Kriss Jessop About Me Projects Personal Projects RPGs

AirBnB Preprocessing

Posted on December 19th, 2016

Before I was able to start on the application of Dispersive Flies Optimisation to the AirBnB data, it occured to me that while I could use the information as it was, things would be much simpler further down the line if I was to process the data I needed (namely the amenities field) into fields of their own with boolean 0,1 values, than it would be to parse the amenities field each time a fitness check was performed. It should probably be noted early that DFO is intended for search with high dimensionality, My search is likely only going to use a few dimensions and it’s entirely possible that a more conventional search algorithm would perform better.

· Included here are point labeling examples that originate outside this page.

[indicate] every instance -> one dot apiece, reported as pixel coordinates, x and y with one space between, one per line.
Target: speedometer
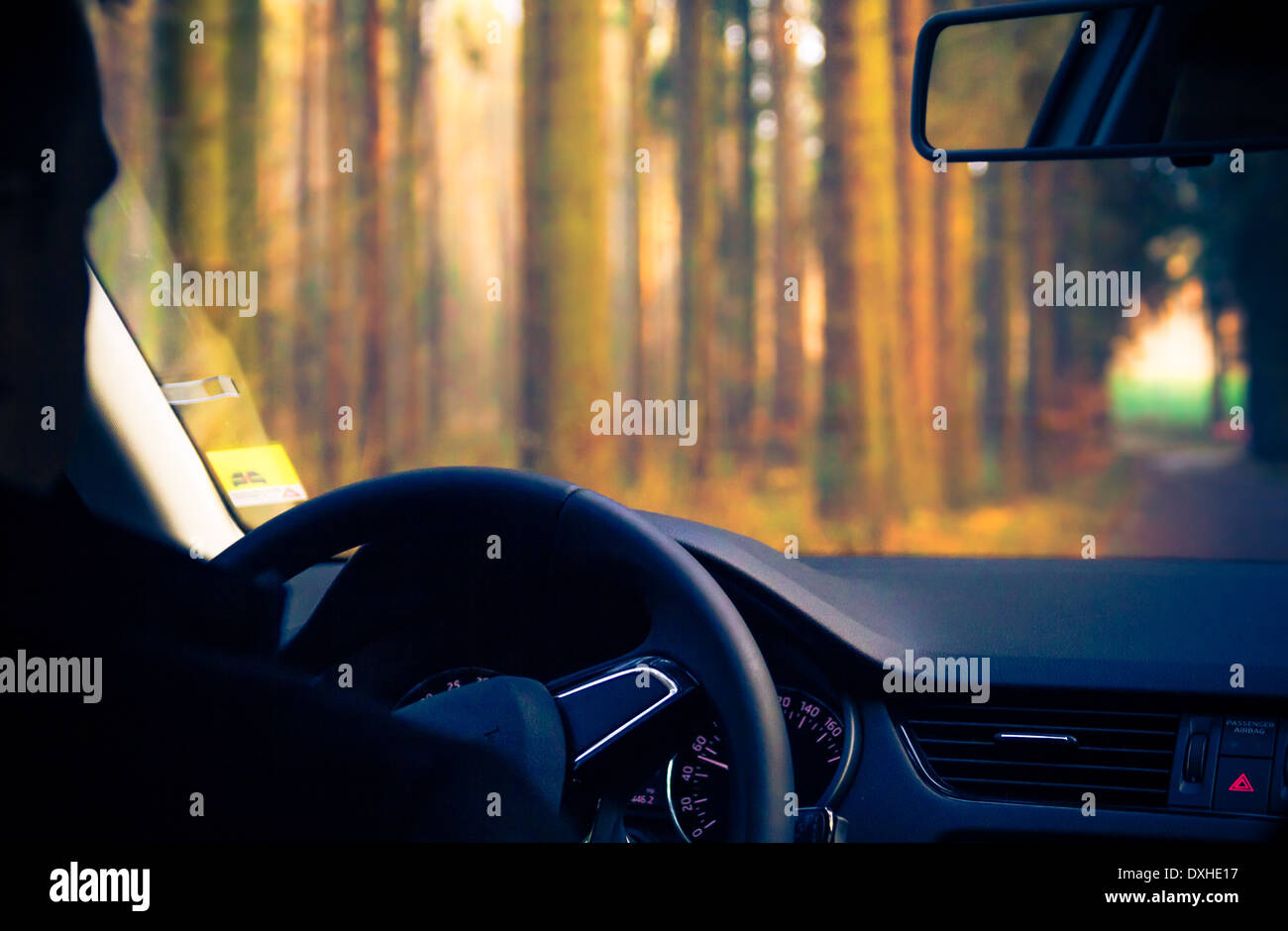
697 781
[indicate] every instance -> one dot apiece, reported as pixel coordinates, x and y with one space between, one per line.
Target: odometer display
698 776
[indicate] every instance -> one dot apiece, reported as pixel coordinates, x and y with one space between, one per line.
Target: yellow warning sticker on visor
257 475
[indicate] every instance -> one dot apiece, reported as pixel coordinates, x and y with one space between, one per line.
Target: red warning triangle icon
1241 784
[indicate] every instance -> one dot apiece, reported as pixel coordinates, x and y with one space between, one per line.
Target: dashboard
1132 699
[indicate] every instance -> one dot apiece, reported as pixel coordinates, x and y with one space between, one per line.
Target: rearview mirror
1054 80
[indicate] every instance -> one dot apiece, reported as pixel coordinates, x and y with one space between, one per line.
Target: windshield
686 256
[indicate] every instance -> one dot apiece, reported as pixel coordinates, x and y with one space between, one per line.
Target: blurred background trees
475 218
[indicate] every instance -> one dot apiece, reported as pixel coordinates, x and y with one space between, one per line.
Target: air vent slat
1122 756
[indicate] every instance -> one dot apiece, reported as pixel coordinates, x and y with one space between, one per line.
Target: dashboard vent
1050 756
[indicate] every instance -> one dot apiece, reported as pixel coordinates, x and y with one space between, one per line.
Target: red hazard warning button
1241 784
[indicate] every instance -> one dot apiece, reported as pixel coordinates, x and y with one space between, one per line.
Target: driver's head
54 163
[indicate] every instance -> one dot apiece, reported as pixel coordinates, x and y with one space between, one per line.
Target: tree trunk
698 266
851 460
565 348
789 246
919 271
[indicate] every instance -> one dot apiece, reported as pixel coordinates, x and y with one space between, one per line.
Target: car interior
661 678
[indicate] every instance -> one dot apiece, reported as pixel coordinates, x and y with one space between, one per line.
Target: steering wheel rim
692 621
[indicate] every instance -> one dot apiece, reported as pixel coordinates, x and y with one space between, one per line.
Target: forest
473 220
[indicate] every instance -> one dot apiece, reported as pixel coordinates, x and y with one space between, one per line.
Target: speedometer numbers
698 776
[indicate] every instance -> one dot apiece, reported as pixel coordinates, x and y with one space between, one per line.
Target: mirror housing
1157 78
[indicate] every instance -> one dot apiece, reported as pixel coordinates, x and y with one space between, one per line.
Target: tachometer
697 781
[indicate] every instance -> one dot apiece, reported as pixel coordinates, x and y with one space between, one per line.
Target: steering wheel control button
606 707
1241 784
1248 737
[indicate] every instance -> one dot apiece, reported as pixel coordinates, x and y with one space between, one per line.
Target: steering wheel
565 729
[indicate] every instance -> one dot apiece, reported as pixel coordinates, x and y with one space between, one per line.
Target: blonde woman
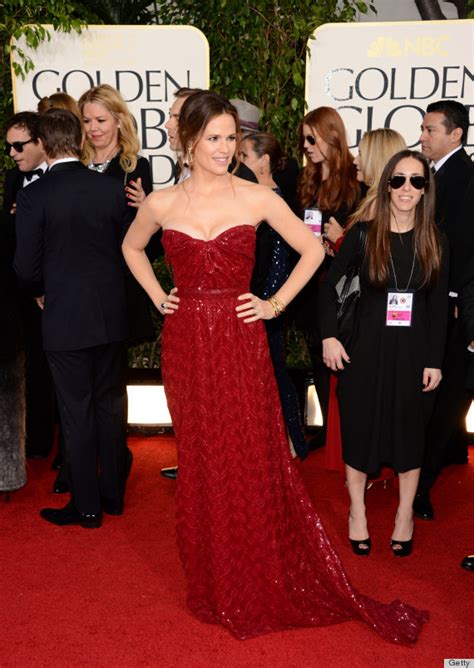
111 142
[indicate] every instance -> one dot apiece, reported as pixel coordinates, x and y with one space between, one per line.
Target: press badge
314 219
399 309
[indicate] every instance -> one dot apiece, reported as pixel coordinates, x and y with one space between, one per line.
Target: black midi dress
383 409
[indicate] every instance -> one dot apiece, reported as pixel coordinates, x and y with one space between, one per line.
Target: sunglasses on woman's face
17 145
399 180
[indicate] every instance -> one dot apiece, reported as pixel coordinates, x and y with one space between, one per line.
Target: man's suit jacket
69 229
13 183
452 181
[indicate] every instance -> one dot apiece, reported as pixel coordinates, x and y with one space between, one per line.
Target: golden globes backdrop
385 74
146 63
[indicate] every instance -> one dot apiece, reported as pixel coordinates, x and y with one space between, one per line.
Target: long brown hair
341 188
426 238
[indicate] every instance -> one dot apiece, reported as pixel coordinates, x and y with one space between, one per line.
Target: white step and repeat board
146 63
385 74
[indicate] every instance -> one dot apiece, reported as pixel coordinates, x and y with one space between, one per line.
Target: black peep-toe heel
402 548
358 549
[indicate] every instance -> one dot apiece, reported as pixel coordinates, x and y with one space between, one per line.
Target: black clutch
348 296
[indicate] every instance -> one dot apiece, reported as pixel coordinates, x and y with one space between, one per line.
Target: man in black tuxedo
69 229
444 131
27 151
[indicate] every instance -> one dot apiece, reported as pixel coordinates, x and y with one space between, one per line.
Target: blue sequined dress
272 268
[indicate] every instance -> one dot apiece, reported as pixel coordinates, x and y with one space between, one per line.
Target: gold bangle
277 306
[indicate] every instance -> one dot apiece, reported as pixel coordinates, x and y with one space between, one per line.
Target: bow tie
34 172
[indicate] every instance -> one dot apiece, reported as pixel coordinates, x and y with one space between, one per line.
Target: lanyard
395 273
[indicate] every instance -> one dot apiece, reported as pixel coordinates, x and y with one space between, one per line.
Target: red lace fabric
254 551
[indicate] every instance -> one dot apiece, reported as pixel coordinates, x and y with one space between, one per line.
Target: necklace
102 166
395 273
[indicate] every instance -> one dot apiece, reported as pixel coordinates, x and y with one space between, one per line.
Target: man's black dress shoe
422 507
69 515
56 463
112 507
171 472
60 484
468 562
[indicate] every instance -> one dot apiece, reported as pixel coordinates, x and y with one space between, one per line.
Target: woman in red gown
255 554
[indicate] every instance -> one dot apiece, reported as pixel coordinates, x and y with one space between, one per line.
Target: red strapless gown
254 551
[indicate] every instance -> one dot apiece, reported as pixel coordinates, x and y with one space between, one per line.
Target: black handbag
348 296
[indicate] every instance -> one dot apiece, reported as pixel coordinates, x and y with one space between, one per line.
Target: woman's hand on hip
431 379
332 230
134 193
334 354
170 303
254 308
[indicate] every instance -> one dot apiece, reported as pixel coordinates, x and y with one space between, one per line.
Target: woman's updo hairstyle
196 113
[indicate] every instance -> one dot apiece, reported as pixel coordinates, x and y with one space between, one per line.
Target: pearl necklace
102 166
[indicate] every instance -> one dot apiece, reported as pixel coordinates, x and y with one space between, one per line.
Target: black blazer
454 212
69 229
13 183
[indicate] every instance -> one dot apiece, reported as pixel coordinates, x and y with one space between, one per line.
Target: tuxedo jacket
13 183
69 229
454 212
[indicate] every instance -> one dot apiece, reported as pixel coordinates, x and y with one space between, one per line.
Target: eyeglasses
399 180
17 145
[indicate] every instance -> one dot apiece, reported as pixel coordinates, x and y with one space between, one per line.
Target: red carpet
115 596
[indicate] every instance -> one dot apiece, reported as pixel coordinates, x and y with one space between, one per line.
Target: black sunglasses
398 181
17 145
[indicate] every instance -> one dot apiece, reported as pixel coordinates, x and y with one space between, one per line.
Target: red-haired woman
328 189
385 388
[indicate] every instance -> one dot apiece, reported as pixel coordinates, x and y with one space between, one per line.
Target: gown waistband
210 293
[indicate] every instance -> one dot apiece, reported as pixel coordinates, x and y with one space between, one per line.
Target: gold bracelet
277 306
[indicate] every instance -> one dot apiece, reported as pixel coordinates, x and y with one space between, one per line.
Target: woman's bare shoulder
163 198
250 189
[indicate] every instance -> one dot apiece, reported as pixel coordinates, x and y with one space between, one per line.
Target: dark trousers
446 439
38 386
90 390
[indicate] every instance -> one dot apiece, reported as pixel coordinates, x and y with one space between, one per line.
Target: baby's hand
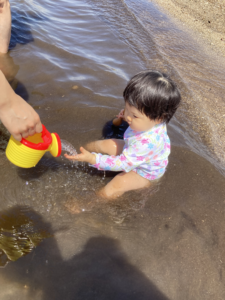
83 156
121 114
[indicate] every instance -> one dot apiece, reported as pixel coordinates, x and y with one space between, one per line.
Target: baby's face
138 121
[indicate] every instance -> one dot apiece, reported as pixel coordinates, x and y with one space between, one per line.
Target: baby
151 99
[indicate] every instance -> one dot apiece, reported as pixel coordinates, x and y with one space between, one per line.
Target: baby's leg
110 147
122 183
5 25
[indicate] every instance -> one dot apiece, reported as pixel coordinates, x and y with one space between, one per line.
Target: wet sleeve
130 159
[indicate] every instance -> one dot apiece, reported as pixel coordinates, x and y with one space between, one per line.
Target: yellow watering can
28 152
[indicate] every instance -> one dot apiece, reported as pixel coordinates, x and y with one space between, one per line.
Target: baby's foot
5 25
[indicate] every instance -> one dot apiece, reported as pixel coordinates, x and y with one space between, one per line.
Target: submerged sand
206 18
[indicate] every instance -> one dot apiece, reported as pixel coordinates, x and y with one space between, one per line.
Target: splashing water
67 147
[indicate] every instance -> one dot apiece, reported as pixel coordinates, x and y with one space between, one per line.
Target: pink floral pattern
136 155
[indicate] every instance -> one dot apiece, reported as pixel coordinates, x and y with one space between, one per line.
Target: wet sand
206 19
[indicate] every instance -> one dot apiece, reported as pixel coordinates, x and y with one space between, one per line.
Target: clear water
72 61
68 148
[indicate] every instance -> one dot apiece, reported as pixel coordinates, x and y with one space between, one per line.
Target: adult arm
16 114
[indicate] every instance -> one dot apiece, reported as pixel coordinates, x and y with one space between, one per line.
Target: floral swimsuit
144 152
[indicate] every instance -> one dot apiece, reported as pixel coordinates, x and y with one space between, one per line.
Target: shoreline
204 18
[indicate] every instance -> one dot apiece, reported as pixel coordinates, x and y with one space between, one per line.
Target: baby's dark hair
154 94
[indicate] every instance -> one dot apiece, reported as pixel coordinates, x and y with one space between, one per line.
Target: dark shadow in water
101 271
21 230
21 31
110 131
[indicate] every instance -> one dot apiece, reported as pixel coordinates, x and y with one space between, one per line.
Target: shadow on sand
100 271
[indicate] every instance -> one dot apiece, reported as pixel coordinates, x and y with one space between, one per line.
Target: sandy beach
205 18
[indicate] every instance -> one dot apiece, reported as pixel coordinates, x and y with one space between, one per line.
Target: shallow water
72 61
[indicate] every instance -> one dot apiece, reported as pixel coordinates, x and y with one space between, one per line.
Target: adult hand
5 25
16 114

My approach to processing the information involved 3 steps.

Step 1: Parse every amenities string into a complete list of ameneties, delimiting each string by comas and adding any new amenities to a master list as the entries are searched.

Step 2: Used the complete list of amenities to help build a new table, with each one a tinyint of either 0 or 1. I then copied the relevant fields into the new table, searching each entry for amenities %like% the table columns. (Admittedly there was some overlap that I ignored. E.g. Internet and Wireless Internet. Internet’s internet guys. I can just ignore wireless of the end-user search form.) Each listing was also given a weight, which for the moment I set to be the listing’s price.

Step 3: UPDATE searchSpace SET weight = (weight*-1)+1000; Since this is a maximisation problem, I want the cheaper places to be more important than the pricier ones. Thus, this one SQL query inverts each weight and adds 1000 to it; where 1000 is the highest price in the list rounded UP to the nearest 10.